KÜNYE
Kitap Adı:
Körlük
Yazarı: Jose
Saramago
Basım: Kırmızı
Kedi Yayınevi- 1.Basım- 2017
Sayfa: 331
Tür: Roman, Distopya
İNCELEME:
Jose
Saramago’nun distopik romanı ‘Körlük’, 1998 yılında Nobel Edebiyat Ödülü
kazanmıştır.
Konusu ise
insanlığın zor durumlarda, yaşama mücadelesine girdiği ya da gücü eline aldığı
anda gelebildiği noktayı, aştığı sınırları, ahlaki değerleri bir anda nasıl yok
saydığını, bencilliğini, şiddeti, tecavüzü, sömürüyü anlatıyor. Ürkütücü ve yer
yer tiksindirici bir hikâye anlatıyor. Ürkütücü olan kısmı anlatı ile ilgili ‘bu
kadarı da yaşanmaz, çok fazla abartmış yazar’ diyemiyor olmamız sanırım. Ayrıca
18 yaş altı okuyucular için de bir uyarı mahiyetinde paylaşayım ki kitap bence
fazlaca cinsel betimleme içeriyor.
Konuyla
ilgili detaylı bilgiyi ise kitap arka kapağındaki yazıya bırakıyorum:
“Adı
bilinmeyen bir ülkenin adı bilinmeyen bir kentinde, arabasının direksiyonunda
trafik ışığının yeşile dönmesini bekleyen bir adam ansızın kör olur. Ancak
karanlıklara değil, bembeyaz bir boşluğa gömülür. Arkasından, körlük salgını
bütün kente, hatta bütün ülkeye yayılır. Ne yönetim kalır ülkede, ne de düzen;
bütün körler karantinaya alınır. Hayal bile edilemeyecek bir kaos, pislik, açlık
ve zorbalık hüküm sürmektedir artık. Yaşam durmuştur, insanların tek çabası, ne
pahasına olursa olsun hayatta kalmaktır. Roman, kentteki akıl hastanesinde
karantinaya alınan, oradan kurtulunca da birbirinden ayrılmayan, biri çocuk
yedi kişiye odaklanır. Aralarında, bütün kentte gözleri gören tek kişi olan ve
gruptakilere rehberlik eden bir kadın da vardır. Bu yedi kişi, cehenneme dönen
bu kentte, hayatta kalabilmek için inanılmaz bir mücadele verir. Saramago’nun
müthiş bir gözlem gücüyle betimlediği bu kaotik dünya, insanın karanlık yüzünün
simgesi.”
Saramagonun
kendine has bir anlatı üslubu var. Konuşmaları konuşma çizgisi kullanmadan, yazının
akışı içerisinde sadece virgüllerle ayırarak veriyor. Noktalama işaretlerini
çok az kullanıyor. Kimileri bu tarzı sevse de açıkçası noktalama işaretlerinin
anlamı etkilediğini ve dolayısıyla -anlatılanı daha kolay anlaşılır kıldığından-
akıcılığı da etkilediğini düşündüğümden beni biraz rahatsız ediyor. Yer yer
bunu şimdi kim söyledi diye geri döndüğüm çok oldu. Yine de konusu itibariyle
okunması gereken kitaplardan olduğunu düşünüyorum.
İnsanın
içindeki karanlığa, ilk fırsatta ortaya döktüğü kötülüğe dair bir insanlık
eleştirisi.
"Ben, kötü yürekliliğin ve
kötülüğün bir sınırı olabileceğini hiç mi hiç sanmıyorum."
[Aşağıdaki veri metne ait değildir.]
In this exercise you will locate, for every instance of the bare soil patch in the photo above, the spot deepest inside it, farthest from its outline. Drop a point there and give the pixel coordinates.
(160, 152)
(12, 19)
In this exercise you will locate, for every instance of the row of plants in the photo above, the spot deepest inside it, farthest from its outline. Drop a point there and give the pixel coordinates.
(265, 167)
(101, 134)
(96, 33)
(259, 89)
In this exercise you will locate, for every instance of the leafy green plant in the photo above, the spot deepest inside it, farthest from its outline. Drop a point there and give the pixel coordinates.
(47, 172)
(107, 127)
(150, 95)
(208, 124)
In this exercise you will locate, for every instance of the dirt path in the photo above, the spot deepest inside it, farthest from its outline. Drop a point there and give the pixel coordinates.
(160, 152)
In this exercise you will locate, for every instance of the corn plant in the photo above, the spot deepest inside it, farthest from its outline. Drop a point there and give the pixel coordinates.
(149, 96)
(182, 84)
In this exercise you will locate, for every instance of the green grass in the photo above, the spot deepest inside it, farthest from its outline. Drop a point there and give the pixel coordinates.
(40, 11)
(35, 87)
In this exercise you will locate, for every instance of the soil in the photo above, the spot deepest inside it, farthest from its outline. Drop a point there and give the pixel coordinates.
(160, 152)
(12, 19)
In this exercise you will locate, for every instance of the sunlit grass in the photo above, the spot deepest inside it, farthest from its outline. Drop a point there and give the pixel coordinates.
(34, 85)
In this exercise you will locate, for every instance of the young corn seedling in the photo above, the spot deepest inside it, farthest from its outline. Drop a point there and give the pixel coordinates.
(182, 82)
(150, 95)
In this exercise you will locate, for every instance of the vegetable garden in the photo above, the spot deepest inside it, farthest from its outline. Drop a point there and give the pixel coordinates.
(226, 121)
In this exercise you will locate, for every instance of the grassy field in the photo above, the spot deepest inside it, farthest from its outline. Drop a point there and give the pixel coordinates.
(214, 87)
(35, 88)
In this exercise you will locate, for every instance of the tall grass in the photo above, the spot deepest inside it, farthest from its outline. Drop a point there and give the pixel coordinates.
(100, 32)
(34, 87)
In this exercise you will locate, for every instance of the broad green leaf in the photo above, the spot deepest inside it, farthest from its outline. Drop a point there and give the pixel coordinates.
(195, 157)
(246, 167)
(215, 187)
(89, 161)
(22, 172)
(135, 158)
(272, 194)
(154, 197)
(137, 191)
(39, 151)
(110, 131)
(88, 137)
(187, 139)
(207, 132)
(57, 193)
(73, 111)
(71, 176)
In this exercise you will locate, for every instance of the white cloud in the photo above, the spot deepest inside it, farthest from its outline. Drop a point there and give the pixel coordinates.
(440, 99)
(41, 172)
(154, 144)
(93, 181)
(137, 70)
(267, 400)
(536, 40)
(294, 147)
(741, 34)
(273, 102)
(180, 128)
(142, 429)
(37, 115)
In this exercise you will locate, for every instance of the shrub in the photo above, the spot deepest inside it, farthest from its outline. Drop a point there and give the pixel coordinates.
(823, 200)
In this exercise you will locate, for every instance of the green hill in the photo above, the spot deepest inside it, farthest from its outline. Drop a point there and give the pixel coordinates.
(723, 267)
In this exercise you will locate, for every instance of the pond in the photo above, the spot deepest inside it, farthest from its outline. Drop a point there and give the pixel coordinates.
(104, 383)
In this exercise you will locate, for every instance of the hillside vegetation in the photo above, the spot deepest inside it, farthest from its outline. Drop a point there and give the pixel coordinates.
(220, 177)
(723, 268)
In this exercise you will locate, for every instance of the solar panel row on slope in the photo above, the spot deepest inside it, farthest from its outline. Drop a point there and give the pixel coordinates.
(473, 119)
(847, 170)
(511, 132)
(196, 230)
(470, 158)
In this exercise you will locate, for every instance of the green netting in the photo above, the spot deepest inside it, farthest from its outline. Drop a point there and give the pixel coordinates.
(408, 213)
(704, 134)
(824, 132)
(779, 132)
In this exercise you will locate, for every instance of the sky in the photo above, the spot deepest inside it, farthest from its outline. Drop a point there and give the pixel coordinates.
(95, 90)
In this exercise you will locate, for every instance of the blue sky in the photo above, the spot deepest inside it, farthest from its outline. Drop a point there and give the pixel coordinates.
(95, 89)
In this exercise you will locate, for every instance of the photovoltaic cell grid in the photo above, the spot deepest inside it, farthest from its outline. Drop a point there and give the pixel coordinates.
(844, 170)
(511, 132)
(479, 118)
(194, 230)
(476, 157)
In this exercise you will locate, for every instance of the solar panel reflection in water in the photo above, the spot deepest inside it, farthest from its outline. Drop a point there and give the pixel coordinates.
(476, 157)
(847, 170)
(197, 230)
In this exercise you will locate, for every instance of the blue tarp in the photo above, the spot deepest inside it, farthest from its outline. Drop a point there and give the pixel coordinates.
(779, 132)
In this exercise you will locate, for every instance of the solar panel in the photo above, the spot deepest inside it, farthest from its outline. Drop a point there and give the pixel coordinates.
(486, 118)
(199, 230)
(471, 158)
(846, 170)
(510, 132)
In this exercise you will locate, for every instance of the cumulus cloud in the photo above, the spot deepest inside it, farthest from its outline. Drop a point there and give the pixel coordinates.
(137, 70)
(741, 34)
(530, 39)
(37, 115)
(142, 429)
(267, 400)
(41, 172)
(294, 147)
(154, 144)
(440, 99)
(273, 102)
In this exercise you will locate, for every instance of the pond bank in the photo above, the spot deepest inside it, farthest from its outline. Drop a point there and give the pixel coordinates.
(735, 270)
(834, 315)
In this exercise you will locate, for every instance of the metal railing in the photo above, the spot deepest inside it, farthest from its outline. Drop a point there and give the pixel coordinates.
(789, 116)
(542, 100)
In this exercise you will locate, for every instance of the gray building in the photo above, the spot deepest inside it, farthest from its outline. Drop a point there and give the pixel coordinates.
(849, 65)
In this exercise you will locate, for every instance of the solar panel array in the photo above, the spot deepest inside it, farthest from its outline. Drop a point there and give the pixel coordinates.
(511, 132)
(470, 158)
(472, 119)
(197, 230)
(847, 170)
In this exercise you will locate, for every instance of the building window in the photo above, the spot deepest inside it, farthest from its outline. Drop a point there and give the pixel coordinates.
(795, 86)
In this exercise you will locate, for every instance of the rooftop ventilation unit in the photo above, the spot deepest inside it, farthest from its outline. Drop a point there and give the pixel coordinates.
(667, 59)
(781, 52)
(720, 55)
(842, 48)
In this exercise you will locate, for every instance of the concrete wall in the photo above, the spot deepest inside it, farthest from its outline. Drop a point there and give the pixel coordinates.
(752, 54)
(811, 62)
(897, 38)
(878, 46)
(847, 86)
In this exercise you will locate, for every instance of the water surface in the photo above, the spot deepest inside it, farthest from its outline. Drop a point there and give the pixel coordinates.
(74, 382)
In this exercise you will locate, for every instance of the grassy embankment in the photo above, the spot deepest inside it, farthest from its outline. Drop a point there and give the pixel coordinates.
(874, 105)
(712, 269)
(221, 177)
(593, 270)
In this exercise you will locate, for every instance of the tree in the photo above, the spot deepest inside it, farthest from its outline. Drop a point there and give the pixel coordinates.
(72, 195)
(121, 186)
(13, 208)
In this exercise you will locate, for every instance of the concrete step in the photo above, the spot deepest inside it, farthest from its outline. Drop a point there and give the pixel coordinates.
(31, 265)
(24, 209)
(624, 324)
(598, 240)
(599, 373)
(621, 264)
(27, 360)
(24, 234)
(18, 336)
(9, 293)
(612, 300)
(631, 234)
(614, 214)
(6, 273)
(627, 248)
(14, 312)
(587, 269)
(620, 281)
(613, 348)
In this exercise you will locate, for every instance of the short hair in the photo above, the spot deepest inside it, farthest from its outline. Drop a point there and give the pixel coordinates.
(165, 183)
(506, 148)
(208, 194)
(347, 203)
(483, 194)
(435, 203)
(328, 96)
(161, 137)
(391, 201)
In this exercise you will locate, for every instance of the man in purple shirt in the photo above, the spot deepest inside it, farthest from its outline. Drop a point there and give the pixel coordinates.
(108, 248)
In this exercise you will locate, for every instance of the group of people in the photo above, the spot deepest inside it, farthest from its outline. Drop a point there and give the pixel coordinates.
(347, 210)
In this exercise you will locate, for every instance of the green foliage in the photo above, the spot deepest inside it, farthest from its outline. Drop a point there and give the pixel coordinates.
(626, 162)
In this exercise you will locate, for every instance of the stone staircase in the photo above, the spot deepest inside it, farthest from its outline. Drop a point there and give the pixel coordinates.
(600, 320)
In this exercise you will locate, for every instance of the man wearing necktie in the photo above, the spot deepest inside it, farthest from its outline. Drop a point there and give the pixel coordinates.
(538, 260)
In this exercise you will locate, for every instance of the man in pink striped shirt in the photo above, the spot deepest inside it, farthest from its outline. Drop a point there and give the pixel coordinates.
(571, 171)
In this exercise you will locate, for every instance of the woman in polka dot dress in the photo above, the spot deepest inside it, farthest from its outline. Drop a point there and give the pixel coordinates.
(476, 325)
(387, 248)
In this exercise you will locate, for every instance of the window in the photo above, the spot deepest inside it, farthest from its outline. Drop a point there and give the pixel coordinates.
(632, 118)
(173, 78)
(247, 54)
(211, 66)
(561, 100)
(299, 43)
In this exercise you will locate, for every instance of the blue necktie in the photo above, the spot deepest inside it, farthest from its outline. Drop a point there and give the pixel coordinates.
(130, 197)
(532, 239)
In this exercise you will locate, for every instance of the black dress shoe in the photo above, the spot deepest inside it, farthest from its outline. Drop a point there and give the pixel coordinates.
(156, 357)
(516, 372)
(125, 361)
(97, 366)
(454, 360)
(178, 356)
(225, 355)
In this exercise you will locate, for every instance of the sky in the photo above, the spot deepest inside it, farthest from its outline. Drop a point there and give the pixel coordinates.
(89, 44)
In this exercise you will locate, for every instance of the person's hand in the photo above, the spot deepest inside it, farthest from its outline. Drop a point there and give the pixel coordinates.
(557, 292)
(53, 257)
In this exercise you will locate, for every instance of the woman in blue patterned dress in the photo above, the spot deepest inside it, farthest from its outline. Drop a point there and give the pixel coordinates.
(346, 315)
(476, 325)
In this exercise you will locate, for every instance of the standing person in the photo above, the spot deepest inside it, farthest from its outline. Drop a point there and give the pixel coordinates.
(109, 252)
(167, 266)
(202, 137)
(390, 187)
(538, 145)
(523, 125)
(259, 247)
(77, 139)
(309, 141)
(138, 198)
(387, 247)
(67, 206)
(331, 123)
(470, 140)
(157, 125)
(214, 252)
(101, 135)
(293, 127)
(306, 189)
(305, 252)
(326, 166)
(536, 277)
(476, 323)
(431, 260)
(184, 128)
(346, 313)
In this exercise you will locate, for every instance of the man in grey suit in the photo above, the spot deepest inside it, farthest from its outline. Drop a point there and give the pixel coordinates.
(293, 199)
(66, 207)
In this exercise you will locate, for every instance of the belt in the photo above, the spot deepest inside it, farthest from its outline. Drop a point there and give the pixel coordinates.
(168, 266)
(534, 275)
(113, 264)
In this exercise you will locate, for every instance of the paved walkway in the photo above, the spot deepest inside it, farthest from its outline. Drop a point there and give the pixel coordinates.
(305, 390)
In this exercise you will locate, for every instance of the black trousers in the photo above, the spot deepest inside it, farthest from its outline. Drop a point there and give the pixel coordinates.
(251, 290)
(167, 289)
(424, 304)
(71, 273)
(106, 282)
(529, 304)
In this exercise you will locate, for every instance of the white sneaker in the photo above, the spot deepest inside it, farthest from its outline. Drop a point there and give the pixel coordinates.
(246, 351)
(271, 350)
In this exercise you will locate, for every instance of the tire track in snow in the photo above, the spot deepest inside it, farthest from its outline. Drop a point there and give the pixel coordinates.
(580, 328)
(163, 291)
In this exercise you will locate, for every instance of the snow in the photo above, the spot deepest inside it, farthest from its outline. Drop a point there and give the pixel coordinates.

KİTAPTAN SEVDİĞİM ALINTILAR:
“Gönül pencerelerindeki
körlük, vicdan duvarlarındaki sağırlıktır insanları duyarsız kılan.”
“Her
hareketimizden önce bütün sonuçlarını tahmin etmeye çalışsak, bunları ciddi
olarak düşünsek, önce kesin sonuçları, sonra olası sonuçları, sonra
rastlantısal sonuçları, daha sonra da hayali sonuçları düşünmeye kalksak,
kımıldayamayız bile, tek bir adım atamayız.”
“…Herkesin
bildiği gibi, kötülük, daima en kolay yapılan şeydir.”